How do companies measure circular supply chain performance? The most widely used metrics include material recovery rate, recycled content share, closed-loop recycling rate, remanufacturing volume and circularity maturity scores. The Ellen MacArthur Foundation's Material Circularity Indicator (MCI) provides a product-level circularity score. At the company level, WBCSD's Circular Transition Indicators (CTI) framework is used by over 600 companies globally to benchmark performance and identify improvement pathways.
What financial returns do circular supply chains generate? Evidence from Accenture (2025) and McKinsey (2024) indicates that companies with mature circular supply chains achieve 15 to 20 percent lower material input costs, 10 to 12 percent higher gross margins and measurably lower exposure to raw material price volatility. Remanufactured products typically carry gross margins 30 to 50 percent higher than new products due to lower input costs.
Are chemical recycling technologies commercially viable?
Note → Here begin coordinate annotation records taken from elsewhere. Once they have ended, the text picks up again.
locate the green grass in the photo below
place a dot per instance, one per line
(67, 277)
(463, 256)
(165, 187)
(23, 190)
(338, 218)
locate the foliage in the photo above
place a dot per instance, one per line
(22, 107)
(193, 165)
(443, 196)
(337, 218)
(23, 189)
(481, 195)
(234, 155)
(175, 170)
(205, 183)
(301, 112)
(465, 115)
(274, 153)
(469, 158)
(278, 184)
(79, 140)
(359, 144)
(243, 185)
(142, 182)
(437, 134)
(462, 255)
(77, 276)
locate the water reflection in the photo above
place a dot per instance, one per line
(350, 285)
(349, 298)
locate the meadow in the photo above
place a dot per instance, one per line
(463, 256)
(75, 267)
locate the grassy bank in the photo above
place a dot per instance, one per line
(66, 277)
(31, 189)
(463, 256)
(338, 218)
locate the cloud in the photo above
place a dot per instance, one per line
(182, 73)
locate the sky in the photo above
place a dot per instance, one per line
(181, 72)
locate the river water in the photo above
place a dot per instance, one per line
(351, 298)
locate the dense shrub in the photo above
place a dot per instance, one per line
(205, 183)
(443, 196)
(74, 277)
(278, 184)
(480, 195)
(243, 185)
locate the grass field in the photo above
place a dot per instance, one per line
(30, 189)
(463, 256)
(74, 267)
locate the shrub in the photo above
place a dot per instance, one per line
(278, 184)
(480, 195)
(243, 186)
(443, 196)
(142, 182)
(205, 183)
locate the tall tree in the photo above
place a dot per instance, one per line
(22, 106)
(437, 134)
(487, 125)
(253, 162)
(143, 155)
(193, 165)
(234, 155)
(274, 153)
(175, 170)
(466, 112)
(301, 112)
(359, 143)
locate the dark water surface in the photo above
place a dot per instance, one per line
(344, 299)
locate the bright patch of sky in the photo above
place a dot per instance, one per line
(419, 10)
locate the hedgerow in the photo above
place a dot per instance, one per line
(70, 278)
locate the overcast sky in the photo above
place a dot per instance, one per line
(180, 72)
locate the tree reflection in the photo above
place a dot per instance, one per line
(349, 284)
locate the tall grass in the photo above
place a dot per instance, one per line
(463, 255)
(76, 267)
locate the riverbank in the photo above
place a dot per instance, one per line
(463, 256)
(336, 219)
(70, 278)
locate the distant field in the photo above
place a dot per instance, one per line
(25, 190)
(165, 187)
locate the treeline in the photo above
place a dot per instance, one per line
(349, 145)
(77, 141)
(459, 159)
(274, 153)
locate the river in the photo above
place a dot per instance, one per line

Chemical recycling (pyrolysis, gasification, solvolysis, enzymatic depolymerisation) received $8.7 billion in announced investments between 2023 and 2025, but operational capacity reached only 1.2 million tonnes per year globally in 2025. Economic viability depends on feedstock quality, scale, energy costs and stable offtake agreements with brand owners willing to pay a green premium. Pyrolysis-based plastic-to-plastic recycling remains 1.5 to 3 times more expensive than virgin resin production without policy support.
Sources
- Circle Economy. (2025). Circularity Gap Report 2025. Circle Economy Foundation.
- Eurostat. (2025). Circular Material Use Rate: EU Member State Data 2024. European Commission.
- OECD. (2025). Global Plastics Outlook: Policy Scenarios to 2060, 2025 Update. OECD Publishing.
- UNITAR. (2025). Global E-Waste Monitor 2025. United Nations Institute for Training and Research.
- Ellen MacArthur Foundation. (2025). Global Commitment Progress Report 2025. Ellen MacArthur Foundation.
- World Steel Association. (2025). Steel Recycling Fact Sheet 2025. worldsteel.
- International Aluminium Institute. (2025). Global Aluminium Recycling: A Cornerstone of Sustainable Development. IAI.
- European Environment Agency. (2025). Construction and Demolition Waste in Europe: Recovery Rates and Material Quality. EEA Report.
- Apple Inc. (2025). Environmental Progress Report: Fiscal Year 2025. Apple Inc.
- Renault Group. (2025). Re-Factory: Circular Economy Progress Report. Renault Group.
- IKEA. (2025). Sustainability Report FY2025: Circular Products and Services. Inter IKEA Group.
- BloombergNEF. (2025). Chemical Recycling Investment Tracker: 2023-2025. BloombergNEF.
- Accenture. (2025). Circular Economy Value Creation: Global Business Case Analysis. Accenture Strategy.
- European Remanufacturing Council. (2025). Remanufacturing Market Study: EU Sector Analysis. ERC.
- US Environmental Protection Agency. (2025). National Recycling Strategy: Progress Report and Data Update. US EPA.